DFS & BFS

[dev-onejun]

Stack Example

stack = []

stack.append(5)
stack.append(2)
stack.append(3)
stack.pop()

# -> stack = [5, 2]

print(stack[::-1]) # 최상단 원소부터 출력 -> [2, 5]
print(stack) # 최하단 원소부터 출력 -> [5, 2]

[dev-onejun]

Queue Example

You can use list as queue, but using deque is more benefits for time complexity.

from collections import deque

queue = deque()

queue.append(5)
queue.append(2)
queue.append(3)
queue.popleft()

# -> queue = [2, 3]

print(queue) # 먼저 들어온 순서대로 출력 -> [2, 3]

queue.reverse()
print(queue) # 나중에 들어온 원소부터 출력 -> [3, 2]

[dev-onejun]

Recursive Function

NOTE

• Python has the limit of depth of recursive function as default. So if you just ran a code plainly, the program will be stopped automatically with RecursionError.
• All the iteration can be the recursive function, vice versa.
• Because a called function, the recursive function, is allocated in computer memory as a stack, it uses instead of the stack as it makes codes briefly.

Example

Factorial

def factorial(n):
    if n <= 1:
        return 1

    return n * factorial(n-1)

print(factorial(5)) # -> 120

Euclidean Algorithm

the method of computing the Greatest Common Divisor (GCD) of two integers, the largest number that divides them both without a remainder.

def gcd(a, b):
    r = a % b

    if r == 0:
        return b

    return gcd(b, r)

print(gcd(192, 162)) # -> 6

[dev-onejun]

Algorithm

DFS (Depth-First Search)

def dfs(graph, v, visited): # v는 현재 방문한 노드
    visited[v] = True
    print(v, end=' ')
    for i in graph[v]:
        if not visited[v]:
            dfs(graph, i, visited)

# 각 노드가 연결된 정보를 표현 (2차원 리스트)
graph = [
    [], # 보통 그래프 문제에서 0번 노드로 시작하지 않기 때문에 비워둠.
    [2, 3, 8], # 1번 노드는 2,3,8번 노드와 간선이 있음.
    [1, 7],
    [1, 4, 5],
    [3, 5],
    [3, 4],
    [7],
    [2, 6, 8],
    [1, 7]
]

# 각 노드가 방문된 정보를 표현 (1차원 리스트)
visited = [False] * 9 # -> [False, False, ..., False]

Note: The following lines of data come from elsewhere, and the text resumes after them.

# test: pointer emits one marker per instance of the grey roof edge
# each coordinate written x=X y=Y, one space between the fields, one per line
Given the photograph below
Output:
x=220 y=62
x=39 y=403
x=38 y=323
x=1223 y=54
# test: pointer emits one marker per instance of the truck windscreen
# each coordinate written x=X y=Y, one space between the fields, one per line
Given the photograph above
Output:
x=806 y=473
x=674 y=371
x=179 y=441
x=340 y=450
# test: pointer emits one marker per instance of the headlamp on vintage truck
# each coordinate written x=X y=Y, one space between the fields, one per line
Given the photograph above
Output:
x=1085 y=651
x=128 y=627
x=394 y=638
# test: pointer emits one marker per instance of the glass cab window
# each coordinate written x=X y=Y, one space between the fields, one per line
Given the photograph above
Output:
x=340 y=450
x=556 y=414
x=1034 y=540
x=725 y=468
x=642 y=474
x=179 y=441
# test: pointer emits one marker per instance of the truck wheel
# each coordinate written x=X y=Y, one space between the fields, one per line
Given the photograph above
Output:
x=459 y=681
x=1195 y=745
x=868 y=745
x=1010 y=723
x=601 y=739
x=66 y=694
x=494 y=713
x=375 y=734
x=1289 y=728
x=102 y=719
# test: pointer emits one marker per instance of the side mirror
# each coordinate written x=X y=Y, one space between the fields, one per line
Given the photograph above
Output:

dfs(graph, 1, visited) # -> 1 2 7 6 8 3 4 5

BFS (Breadth-First Search)

from collections import deque

def bfs(graph, start, visited):
    queue = deque([start])

    visited[start] = True
    while queue:
        v = queue.popleft()
        print(v, end=' ')

        for i in graph[v]:
            if not visited[i]:
                queue.append(i)
                visited[i] = True

bfs(graph, 1, visited) # visited는 False로 초기화 했다고 가정. -> 1 2 3 8 7 4 5 6

[dev-onejun]

연습문제

음료수 얼려 먹기

[dev-onejun]

Idea

1. use bfs to make the ice-cream first

[dev-onejun]

미로 탈출

[dev-onejun]

Idea

because we should find the shortest path of the player, using bfs will work.